After more than two years, Amina Ali, one of the 276 schoolgirls Boko Haram fighters abducted from a Chibok school in a 2014 attack that sparked lasting international outrage, was found this week. She was reportedly identified by a member of a civilian vigilante group assisting Nigerian soldiers in the fight against Boko Haram.
Amina’s abduction with 275 other classmates from Government Secondary School, Chibok, Borno state, became the symbol of Boko Haram’s capture of at least 2000 women and children over the course of the seven-year long insurgency in northeast Nigeria sparking international outrage as voiced though the #BringBackOurGirls hashtag, started by local activists. Since their abduction on April 14, 2014, only 57 of the girls had managed to escape at various stages of being captured; 219 remained hostages.
Until three days ago.
Just as Boko Haram leader Abubakar Shekau had boasted, Amina appeared to have been married (by force) and was found with her four-month-old child. The Nigerian army confirmed that a Boko Haram suspect found with her, Mohammed Hayatu, claimed to be her husband.
The return of one of the long missing girls is the best “proof of life,” and might provide the Nigerian authorities with some momentary relief from the unrelenting pressure they face over their failure to secure the girls’ return. That respite can only be temporary, however, not only because – despite the military’s claims of “rescuing” over 11,595 Boko Haram hostages – 218 of the Chibok girls remain missing, but also because of the challenges Amina and her baby will likely face.
While Amina may enjoy the same mental, medical, and educational support as her 57 classmates who escaped earlier, the length of her stay and the intensity of her experiences would require particular attention and treatment. The culture of silence, stigma, and shame around sexual abuse in the religiously conservative areas of northern Nigeria is likely to add to Amina’s trauma.
In 2014, Human Rights Watch documented the range of abuses Boko Haram abductees are subjected to in captivity, including forced conversion and forced marriage, as well as rape and other abuses.

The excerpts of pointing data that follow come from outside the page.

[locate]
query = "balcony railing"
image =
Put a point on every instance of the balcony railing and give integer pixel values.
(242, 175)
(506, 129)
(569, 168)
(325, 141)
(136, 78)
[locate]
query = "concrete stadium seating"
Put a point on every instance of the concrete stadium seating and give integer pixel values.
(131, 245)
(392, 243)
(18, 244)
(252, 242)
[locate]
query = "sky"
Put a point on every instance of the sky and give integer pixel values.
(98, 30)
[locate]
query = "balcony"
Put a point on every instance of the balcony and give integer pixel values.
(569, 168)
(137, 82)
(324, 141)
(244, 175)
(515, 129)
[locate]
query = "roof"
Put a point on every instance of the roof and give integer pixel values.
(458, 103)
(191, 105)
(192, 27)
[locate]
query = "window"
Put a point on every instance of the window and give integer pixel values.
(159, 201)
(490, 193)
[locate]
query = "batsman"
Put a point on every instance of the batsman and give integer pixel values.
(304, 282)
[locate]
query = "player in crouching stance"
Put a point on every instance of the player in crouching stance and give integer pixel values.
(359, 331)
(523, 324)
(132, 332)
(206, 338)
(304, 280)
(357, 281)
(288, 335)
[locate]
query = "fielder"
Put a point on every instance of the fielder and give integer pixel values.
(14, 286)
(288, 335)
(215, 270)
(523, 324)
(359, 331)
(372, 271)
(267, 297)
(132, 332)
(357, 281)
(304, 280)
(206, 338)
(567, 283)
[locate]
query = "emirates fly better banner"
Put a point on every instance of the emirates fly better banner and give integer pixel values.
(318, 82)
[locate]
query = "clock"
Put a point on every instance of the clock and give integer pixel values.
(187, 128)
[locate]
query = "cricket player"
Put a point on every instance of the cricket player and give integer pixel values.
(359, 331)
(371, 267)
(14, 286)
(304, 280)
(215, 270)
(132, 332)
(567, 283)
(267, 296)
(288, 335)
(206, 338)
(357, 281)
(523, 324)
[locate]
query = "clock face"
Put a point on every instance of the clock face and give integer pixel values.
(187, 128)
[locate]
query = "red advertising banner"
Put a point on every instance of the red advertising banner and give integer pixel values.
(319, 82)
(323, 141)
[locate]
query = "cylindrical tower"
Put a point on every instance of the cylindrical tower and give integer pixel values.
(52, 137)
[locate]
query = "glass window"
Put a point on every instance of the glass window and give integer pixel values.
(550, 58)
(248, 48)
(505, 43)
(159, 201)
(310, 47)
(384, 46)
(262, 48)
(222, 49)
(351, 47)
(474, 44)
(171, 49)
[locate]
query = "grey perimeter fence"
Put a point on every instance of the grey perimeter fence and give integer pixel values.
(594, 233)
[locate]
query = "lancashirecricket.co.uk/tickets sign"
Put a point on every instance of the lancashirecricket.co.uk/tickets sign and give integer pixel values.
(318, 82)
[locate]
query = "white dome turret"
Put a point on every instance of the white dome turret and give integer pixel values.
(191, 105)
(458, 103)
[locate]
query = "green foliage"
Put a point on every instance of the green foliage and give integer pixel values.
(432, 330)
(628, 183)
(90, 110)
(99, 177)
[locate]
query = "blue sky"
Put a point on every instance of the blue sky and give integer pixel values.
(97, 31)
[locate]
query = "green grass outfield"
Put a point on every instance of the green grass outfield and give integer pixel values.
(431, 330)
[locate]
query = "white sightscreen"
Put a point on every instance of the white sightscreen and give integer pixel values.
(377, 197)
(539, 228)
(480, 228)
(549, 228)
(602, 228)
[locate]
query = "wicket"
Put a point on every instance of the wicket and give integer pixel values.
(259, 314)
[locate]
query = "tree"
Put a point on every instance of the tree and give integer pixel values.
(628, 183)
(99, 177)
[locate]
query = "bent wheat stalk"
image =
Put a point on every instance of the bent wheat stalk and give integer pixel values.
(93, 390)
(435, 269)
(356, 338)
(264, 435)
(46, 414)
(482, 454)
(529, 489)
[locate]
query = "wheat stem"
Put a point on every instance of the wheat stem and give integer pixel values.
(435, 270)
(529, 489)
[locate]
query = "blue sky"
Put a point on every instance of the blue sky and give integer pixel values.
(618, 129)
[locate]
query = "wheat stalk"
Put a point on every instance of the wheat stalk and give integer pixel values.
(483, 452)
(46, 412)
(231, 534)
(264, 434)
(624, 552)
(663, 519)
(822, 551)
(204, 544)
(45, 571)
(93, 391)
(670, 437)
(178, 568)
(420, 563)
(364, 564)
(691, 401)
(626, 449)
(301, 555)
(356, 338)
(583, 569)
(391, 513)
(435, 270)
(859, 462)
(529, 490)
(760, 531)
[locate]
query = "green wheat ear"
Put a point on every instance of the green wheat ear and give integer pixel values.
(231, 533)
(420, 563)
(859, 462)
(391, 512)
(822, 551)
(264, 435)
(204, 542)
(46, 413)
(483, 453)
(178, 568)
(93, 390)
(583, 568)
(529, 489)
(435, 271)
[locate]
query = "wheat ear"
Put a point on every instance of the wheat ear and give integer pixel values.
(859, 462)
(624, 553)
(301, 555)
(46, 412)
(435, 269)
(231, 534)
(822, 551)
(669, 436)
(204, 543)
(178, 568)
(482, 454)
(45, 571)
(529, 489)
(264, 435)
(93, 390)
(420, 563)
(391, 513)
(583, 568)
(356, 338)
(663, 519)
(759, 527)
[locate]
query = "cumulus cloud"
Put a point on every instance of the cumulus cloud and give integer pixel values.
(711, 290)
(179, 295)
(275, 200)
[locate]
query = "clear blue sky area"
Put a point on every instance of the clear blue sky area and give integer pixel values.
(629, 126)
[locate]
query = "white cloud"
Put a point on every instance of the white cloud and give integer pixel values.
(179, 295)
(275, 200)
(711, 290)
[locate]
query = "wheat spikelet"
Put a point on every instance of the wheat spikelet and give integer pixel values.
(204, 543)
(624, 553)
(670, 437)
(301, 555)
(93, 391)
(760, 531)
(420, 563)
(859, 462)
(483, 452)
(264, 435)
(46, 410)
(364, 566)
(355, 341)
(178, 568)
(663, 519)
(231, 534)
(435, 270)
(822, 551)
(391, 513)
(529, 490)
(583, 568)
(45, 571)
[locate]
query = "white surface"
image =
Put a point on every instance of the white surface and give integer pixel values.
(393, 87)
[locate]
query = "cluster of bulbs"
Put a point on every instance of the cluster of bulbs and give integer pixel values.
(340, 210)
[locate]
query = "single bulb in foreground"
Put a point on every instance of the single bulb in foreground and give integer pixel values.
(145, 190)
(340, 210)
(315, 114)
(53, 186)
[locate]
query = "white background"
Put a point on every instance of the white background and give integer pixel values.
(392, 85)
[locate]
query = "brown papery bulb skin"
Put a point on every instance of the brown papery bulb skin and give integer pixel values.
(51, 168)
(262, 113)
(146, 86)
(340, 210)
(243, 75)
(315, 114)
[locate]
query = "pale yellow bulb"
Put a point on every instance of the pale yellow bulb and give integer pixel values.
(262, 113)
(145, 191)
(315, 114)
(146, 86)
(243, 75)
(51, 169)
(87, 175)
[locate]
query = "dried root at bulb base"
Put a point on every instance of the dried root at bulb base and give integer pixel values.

More recently, in an April 2016 report, Human Rights Watch cited an interview with a woman who saw 11 of the Chibok girls working at a hospital in Gwoza, Borno state. She said the girls had been forcibly married, with some either pregnant or with babies.
UNICEF and International Alert warned in a February 2016 report about the mistrust and persecution that women and girls who return from abduction with children face upon return to their communities.
The Nigerian authorities should intensify efforts to find the remaining missing girls, as President Muhammadu Buhari recently promised to do. But they should also take urgent steps to ensure that those who do return home find peaceful acceptance, support, and reintegration.